To summarise, it appears that geochemistry shows distinct differences in Sr, Fe, and Mn contents between some shallow-marine environments. Along a depositional profile defined by the sedimentologic study, the evolutions of Sr, Fe, and Mn contents observed in the descriptive statistical stage, are significant between tidal-flat and lagoon, and between lagoon and distal lagoon/oolithic shoal transition. Within the lagoon, Sr, Fe, and Mn contents are not significantly different between the various depositional environments, but Fe and Mn display a progressive shift from one environment to the other. Finally, Mg contents appear to not reflect variations of depositional environments.
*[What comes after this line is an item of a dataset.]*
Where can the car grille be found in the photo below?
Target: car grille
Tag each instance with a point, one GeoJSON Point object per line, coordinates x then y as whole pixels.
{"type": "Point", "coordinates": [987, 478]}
Trace element geochemistry in Oxfordian neritic carbonates along the Pagny-sur-Meuse section thus still record part of an initial signal influenced by paleoenvironment. Geochemical data obtained give precisions about paleoenvironmental parameters such as salinity, here related to Sr contents, detrital input, here related to Fe and Mn contents, and so about some of the climatic conditions during deposition of the sediments.

There is however one important point to bear in mind: contrary to the situation with pelagic carbonates, geochemical studies of neritic carbonates cannot yet be dissociated from sedimentological and diagenetic studies.